Buckling and curling shingles are signs of a deteriorating roof. While you may be able to see buckling or curling from the ground, the best thing to do is call a professional to assess your roof. Here’s a quick look at these terms:
- Curling: Curling is a common problem in roofs that is pretty easy to spot. Major curling will disrupt the uniform look of your roof. For example, there will be a row of flat shingles, but a row around it may have several curling shingles that stick out. One reason for curling is improper storage of the shingles prior to installation. Other causes include poor quality materials and natural wear and tear. Curling shingles will leave the structure underneath exposed to the elements—water is the most damaging.
- Buckling: The reasons for buckling shingles are similar to curling shingles. They can form because of things like poor attic ventilation and a lack of insulation, but shingles that buckle could also be caused by poor fastening during the installation process, either with poor back coating or using nails that are the wrong length.
So, why are your shingles buckling and curling? Let’s get some information from an experienced shingle roofer in Salt Lake City, UT.
Shingles not installed properly
A top reason for buckling and curling shingles is improper installation. The installer didn’t use enough nails to hold each shingle or placed nails in the wrong spots. Both of these things are sure to make your shingles curl. Why? Whether there are not enough nails or incorrect nail placement, the shingles in question will slowly pull up from the roof and become loose.
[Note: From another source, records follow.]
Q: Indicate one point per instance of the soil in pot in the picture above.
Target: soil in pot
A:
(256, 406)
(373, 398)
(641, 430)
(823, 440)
Shingles don’t line up properly
Adhesive strips called tar lines are found on each shingle. This tar line must line up on each shingle or it won’t adhere properly. So, if the shingles were not lined up right, they will curl, and may even fall off in time.
Attic has poor ventilation
The hot air in your home will rise upward—this means it will reach the attic. Hot air won’t be an issue for well-ventilated attics. Any excess moisture will simply circulate around the space and leave the attic. On the other hand, an attic with poor ventilation will trap in all the moisture from the hot air. If moisture gets into the decking, mold will form, and you could end up with curling shingles.
Roof over a roof
Multiple layers of roofing can cause shingles to buckle and curl. This type of roof has a second roof placed directly on top of an old one. Though this is not usually recommended by professionals, a homeowner may choose this option in an effort to cut costs—it’s cheaper to add a second layer than to remove an old roof and install all new materials. The downside to layering is that the second layer of shingles won’t be as secure as the original shingles, meaning they can more easily be blown off or curled by strong winds.